Getting Started with countSTAR

STAR Model Overview

STAR models build upon continuous data models to provide a valid count-valued data-generating process. As a motivating example, consider the common practice of taking log- or square-root transformations of count data and then applying continuous data models (e.g., Gaussian or OLS regressions). This approach is widely popular because it addresses the skewness often found in count data and enables use of familiar models, but it does not provide a valid count data distribution. STAR models retain the core components—the transformation and the continuous data model—but add in a rounding layer to ensure a coherent, count-valued data-generating process. For example: \[\begin{align*} y_i &= \mbox{floor}(y_i^*) \\ z_i &= \log(y_i^*) \\ z_i &= x_i'\theta + \epsilon_i, \quad \epsilon_i \sim N(0, \sigma^2) \end{align*}\] The transformation and continuous data model are not applied directly to the observed counts \(y_i\), but rather to a latent “continuous proxy” \(y_i^*\). The (latent) continuous data model is linked to the (observed) count data via a coarsening operation. This is not the same as rounding the outputs from a fitted continuous data model: the discrete nature of the data is built into the model itself, and thus is central in estimation, inference, and prediction.

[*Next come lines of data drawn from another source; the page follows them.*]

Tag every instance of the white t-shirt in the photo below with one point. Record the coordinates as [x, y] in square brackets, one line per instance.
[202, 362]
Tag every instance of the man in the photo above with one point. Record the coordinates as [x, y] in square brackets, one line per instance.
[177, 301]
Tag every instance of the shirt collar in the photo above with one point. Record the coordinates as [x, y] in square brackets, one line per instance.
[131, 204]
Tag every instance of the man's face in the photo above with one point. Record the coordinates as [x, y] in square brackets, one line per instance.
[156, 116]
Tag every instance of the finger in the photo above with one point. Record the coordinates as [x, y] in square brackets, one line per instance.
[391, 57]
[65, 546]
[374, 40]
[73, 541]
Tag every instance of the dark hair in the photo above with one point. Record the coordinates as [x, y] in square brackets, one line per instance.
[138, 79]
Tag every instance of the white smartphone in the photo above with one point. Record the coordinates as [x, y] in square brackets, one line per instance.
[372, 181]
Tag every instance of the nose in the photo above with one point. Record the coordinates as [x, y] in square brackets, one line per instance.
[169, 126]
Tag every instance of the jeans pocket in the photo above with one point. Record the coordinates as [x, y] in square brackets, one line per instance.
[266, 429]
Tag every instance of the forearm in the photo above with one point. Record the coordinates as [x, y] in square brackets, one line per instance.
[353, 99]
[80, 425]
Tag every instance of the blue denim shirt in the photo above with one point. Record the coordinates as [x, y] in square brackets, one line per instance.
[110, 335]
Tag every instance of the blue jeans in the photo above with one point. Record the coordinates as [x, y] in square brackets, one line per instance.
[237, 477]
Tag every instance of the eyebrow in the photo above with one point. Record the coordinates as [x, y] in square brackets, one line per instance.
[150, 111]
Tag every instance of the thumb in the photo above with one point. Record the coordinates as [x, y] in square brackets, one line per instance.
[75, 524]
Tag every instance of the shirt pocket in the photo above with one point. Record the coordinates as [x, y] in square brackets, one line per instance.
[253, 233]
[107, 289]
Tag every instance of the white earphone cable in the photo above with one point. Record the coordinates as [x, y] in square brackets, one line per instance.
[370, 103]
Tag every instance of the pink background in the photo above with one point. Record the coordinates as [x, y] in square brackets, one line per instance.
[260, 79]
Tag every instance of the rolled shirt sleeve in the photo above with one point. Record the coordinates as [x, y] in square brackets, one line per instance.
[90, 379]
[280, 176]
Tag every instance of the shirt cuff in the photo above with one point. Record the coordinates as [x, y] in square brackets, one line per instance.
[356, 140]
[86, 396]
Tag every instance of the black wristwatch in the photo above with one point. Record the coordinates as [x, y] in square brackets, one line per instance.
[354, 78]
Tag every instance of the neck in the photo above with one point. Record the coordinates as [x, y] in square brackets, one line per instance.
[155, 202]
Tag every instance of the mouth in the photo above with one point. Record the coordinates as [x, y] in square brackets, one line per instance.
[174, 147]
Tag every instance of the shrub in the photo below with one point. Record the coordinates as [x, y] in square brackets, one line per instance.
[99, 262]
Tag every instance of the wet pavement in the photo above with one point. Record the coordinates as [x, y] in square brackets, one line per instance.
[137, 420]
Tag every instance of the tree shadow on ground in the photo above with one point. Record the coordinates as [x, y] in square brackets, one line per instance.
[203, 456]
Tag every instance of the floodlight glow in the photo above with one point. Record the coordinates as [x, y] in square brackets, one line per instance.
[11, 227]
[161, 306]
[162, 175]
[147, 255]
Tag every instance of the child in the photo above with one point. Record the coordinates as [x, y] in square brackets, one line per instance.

More generally, STAR models are defined via a rounding operator \(h\), a (known or unknown) transformation \(g\), and a continuous data model with unknown parameters \(\theta\): \[\begin{align*} y_i &= h(y_i^*) \quad \mbox{(rounding)}\\ z_i &= g(y_i^*) \quad \mbox{(transformation)}\\ z_i &= \mu_\theta(x_i) + \epsilon_i \quad \mbox{(model)}\\ \end{align*}\] usually with \(\epsilon_i \sim N(0, \sigma^2)\). Examples of \(\mu_\theta(x)\) include linear, additive, and tree-based regression models. The regression model may be replaced with a time series model (see warpDLM(), discussed below) or other continuous data models.

STAR models are highly flexible models and provide the capability to model count (or rounded) data with challenging features such as

zero-inflation
over- or under-dispersion
bounded or censored data
heaping or multi-modality

all with minimal user inputs and within a regression (or time series) context.

The Rounding Operator

The rounding operator \(h\) is a many-to-one function (or coarsening) that sets \(y = j\) whenever \(y^*\in A_j\) or equivalently when \(z \in g(A_j)\). The floor function \(A_j := [j, j+1)\) works well as a default, with modifications for lower and upper endpoints. First, \(g(A_0) := (-\infty, 0)\) ensures that \(y = 0\) whenever \(z < 0\). Much of the latent space is mapped to zero, which enables STAR models to account for zero-inflation. Similarly, when there is a known (finite) upper bound y_max for the data, we fix \(g(A_K) := [g(a_K), \infty)\), so STAR models can capture endpoint inflation. In fact, because of the coarsening nature of STAR models, they equivalently can be applied for count data that are bounded or censored at y_max without any modifications (Kowal and Canale (2020)). From the user’s perspective, only y_max needs to be specified (if finite).

The Transformation Function

There are a variety of options for the transformation function \(g\), ranging from fixed functions to data-driven estimates to fully Bayesian (nonparametric) models for the transformation.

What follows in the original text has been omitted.